En su estela, el poeta Rupert Brooke -al que Virginia Woolf había declarado el hombre más bello de Inglaterra- murió en la Primer Guerra Mundial. No en las trincheras, sino en el mar Egeo, a bordo del barco que transportaba a las tropas rumbo a la catastrófica batalla de Gallipoli. No fue precisamente un final épico, sino debido a la septicemia en que derivó una simple picadura de insecto, para quien celebró en sus versos «la muerte gloriosa» en el campo de batalla. Antes ya lo había hecho Kipling, hasta que perdió a su hijo, justamente en esa guerra. Brooke fue un caso excepcional, porque los otros «poetas de las trincheras», como Wilfred Owen (que falleció horas antes de que se declarara el armisticio) o Siegfried Sassoon (que sobrevivió y editó los poemas de Owen), cantaron no la gloria sino los horrores de la guerra. 

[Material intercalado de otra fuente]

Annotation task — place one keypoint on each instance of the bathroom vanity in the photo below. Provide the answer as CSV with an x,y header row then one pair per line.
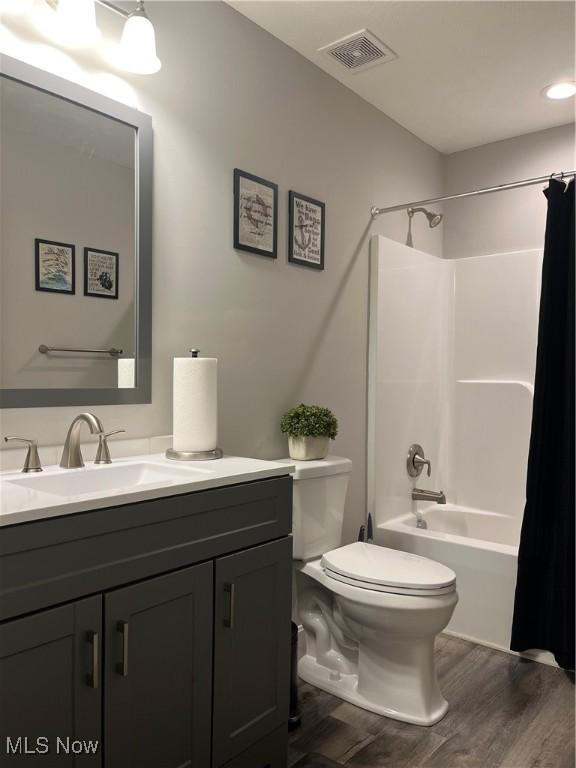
x,y
154,621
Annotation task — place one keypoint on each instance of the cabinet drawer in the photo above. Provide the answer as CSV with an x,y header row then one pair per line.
x,y
58,560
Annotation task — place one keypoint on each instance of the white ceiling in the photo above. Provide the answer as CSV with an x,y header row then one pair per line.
x,y
467,73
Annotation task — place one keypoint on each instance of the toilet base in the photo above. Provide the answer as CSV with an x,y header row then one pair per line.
x,y
346,687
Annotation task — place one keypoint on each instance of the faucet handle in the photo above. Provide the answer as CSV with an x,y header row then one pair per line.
x,y
103,452
32,461
420,461
416,461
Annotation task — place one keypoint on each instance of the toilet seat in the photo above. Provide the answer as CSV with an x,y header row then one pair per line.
x,y
367,566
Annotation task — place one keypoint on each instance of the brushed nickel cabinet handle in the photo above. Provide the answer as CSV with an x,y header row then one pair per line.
x,y
94,677
122,627
230,589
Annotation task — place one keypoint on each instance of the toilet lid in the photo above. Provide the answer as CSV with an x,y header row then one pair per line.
x,y
387,567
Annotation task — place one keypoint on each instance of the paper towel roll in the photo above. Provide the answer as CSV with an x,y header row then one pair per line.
x,y
126,370
195,406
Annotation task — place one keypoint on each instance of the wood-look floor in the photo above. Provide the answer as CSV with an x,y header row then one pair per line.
x,y
505,712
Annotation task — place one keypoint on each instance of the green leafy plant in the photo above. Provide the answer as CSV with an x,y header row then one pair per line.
x,y
309,421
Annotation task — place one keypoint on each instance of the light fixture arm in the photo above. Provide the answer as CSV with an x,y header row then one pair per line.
x,y
114,8
110,6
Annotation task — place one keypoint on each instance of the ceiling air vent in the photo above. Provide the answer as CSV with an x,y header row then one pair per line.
x,y
359,51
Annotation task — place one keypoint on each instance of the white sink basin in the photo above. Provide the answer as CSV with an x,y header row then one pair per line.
x,y
107,478
57,491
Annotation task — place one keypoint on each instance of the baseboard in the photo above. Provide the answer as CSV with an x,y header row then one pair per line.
x,y
542,657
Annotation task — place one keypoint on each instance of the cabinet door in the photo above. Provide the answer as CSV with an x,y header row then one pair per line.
x,y
50,687
159,671
251,647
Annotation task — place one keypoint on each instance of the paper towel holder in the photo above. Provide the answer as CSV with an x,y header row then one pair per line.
x,y
194,455
217,453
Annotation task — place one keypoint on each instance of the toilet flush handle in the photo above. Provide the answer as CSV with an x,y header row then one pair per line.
x,y
416,461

El mito del esteta armado cuenta con otras figuras relevantes como T. E. Lawrence, el famoso Lawrence de Arabia; Malraux, que capitaneó una escuadrilla aérea en la Guerra Civil española; Saint- Exupéry, que desapareció con su avión combatiendo en el Mediterráneo; Ernst Jünger, escritor y oficial de la Wehrmacht… Todos ellos aparecen también en el libro de Maurizio Serra junto con muchos otros menos célebres. 

Hoy tenderíamos a creer que el mito del esteta armado es por suerte cosa del pasado. Sin embargo, hace unos días pudimos leer en la prensa que varios escritores y artistas ucranianos han muerto en el frente defendiendo a su país de la invasión rusa.